Neither Bush nor Kerry has detailed how he would tackle the deficit. Both candidates have made campaign pledges that probably would worsen the government's fiscal position, although the candidates have been careful to avoid a detailed accounting.

In Bush's acceptance speech in Madison Square Garden on Thursday night, he reiterated a call to allow younger workers to invest some of their Social Security payroll taxes in stocks and bonds through personal investment accounts. Because virtually all Social Security taxes are used to pay the benefits of current retirees, any diversion of those taxes would have to be made up through more government borrowing. Even a small diversion of, say, 2 percent of payroll taxes, could cost the government as much as $2 trillion in the first 10 years, according to the Social Security Administration's actuary.

Bush has also called for new Lifetime Savings Accounts, which would effectively end the taxation of capital gains, dividends and interest for all but the richest Americans. Individuals could shield from taxation the investment gains of as much as $7,500 of savings a year, and those savings could be withdrawn at any time for any reason.
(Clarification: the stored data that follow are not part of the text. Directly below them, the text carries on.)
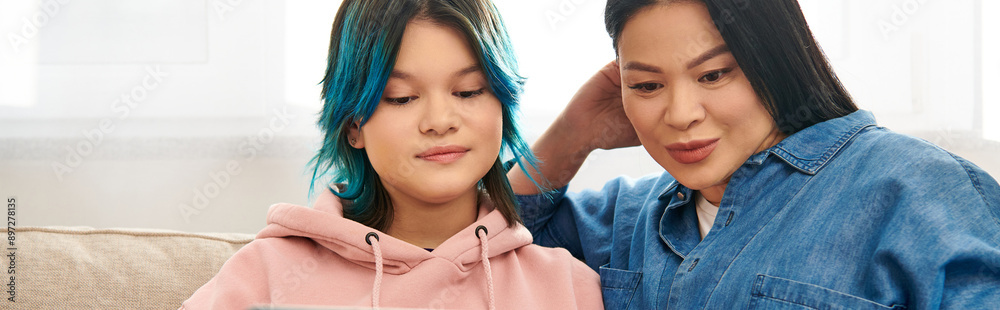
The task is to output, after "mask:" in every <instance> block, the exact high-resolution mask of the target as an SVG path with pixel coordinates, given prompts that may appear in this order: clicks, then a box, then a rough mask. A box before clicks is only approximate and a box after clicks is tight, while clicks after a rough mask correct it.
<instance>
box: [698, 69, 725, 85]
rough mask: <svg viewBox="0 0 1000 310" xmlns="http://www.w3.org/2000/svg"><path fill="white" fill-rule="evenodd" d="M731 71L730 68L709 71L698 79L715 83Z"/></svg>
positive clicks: (702, 75) (698, 79) (701, 80)
mask: <svg viewBox="0 0 1000 310" xmlns="http://www.w3.org/2000/svg"><path fill="white" fill-rule="evenodd" d="M729 71H730V70H729V69H725V70H717V71H712V72H709V73H708V74H705V75H702V76H701V78H699V79H698V81H699V82H702V83H715V82H718V81H719V80H721V79H722V76H723V75H725V74H726V73H729Z"/></svg>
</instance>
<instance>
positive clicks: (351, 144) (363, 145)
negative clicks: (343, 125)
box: [347, 122, 365, 150]
mask: <svg viewBox="0 0 1000 310" xmlns="http://www.w3.org/2000/svg"><path fill="white" fill-rule="evenodd" d="M358 125H359V123H358V122H353V123H351V126H350V127H348V128H347V142H348V143H350V144H351V146H352V147H354V148H356V149H359V150H360V149H363V148H365V137H364V134H363V133H362V132H361V128H360V127H358Z"/></svg>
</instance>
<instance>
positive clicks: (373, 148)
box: [351, 20, 503, 205]
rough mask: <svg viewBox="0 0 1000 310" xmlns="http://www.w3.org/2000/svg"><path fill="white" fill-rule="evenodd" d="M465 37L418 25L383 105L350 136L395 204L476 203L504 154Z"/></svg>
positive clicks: (498, 112) (425, 22)
mask: <svg viewBox="0 0 1000 310" xmlns="http://www.w3.org/2000/svg"><path fill="white" fill-rule="evenodd" d="M502 113H503V112H502V111H501V107H500V101H499V100H498V99H497V98H496V97H495V96H494V95H493V94H492V93H490V90H489V84H487V81H486V77H485V75H484V74H483V72H482V70H481V69H480V65H479V61H478V59H477V58H476V56H475V55H474V54H473V52H472V49H471V47H470V46H469V43H468V41H467V40H466V38H465V36H464V35H463V34H462V33H461V32H459V31H457V30H455V29H452V28H449V27H444V26H440V25H437V24H434V23H431V22H429V21H423V20H414V21H411V22H410V23H409V24H407V26H406V30H405V31H404V33H403V38H402V42H401V45H400V49H399V54H398V55H397V58H396V64H395V66H394V68H393V70H392V73H391V76H390V77H389V80H388V83H387V84H386V86H385V91H384V93H383V95H382V100H381V102H379V104H378V107H377V108H376V109H375V112H374V113H373V114H372V116H371V118H370V119H369V120H368V122H366V123H365V125H364V126H362V127H361V128H360V129H357V128H352V129H351V138H352V139H357V140H356V142H355V143H354V147H356V148H363V149H364V150H365V152H367V154H368V158H369V159H370V161H371V164H372V166H373V167H374V169H375V171H376V172H377V173H378V175H379V178H380V179H381V181H382V184H383V185H384V186H385V188H386V190H387V191H388V193H389V195H390V197H391V198H392V200H393V203H394V204H396V205H411V204H421V205H434V204H444V203H448V202H451V201H454V200H455V199H458V198H461V197H465V198H469V197H472V198H471V199H473V200H472V201H475V200H474V199H475V196H476V193H477V192H476V186H477V182H479V180H480V179H481V178H482V177H483V176H484V175H486V172H488V171H489V169H490V168H491V167H492V166H493V163H494V162H495V161H496V160H497V156H498V155H499V153H500V143H501V137H502V128H503V118H502Z"/></svg>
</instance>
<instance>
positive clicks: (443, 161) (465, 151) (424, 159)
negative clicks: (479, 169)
mask: <svg viewBox="0 0 1000 310" xmlns="http://www.w3.org/2000/svg"><path fill="white" fill-rule="evenodd" d="M468 152H469V149H468V148H466V147H461V146H454V145H448V146H435V147H432V148H430V149H428V150H426V151H424V152H422V153H420V154H417V158H420V159H423V160H426V161H432V162H436V163H441V164H449V163H453V162H455V161H457V160H459V159H460V158H462V156H465V153H468Z"/></svg>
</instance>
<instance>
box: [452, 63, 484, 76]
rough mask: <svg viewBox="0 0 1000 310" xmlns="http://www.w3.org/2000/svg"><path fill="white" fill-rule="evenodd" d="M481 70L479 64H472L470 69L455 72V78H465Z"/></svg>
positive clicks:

The cost of the proposal would be minimal in the first decade but could swell to $50 billion a year in later decades, according to the Congressional Research Service.

Kerry has pledged to roll back some of the tax cuts passed in 2001 and 2003, including income tax, capital gains and dividend cuts that have benefited households with incomes of more than $200,000. But the savings from those tax increases would be consumed by a $653 billion expansion of health care coverage, a $200 billion education program and other promises.

"Neither one of them is focused on deficit reduction, and neither one of them is focused on hard choices," Bixby said. "And the message of today's report is that tough choices are needed."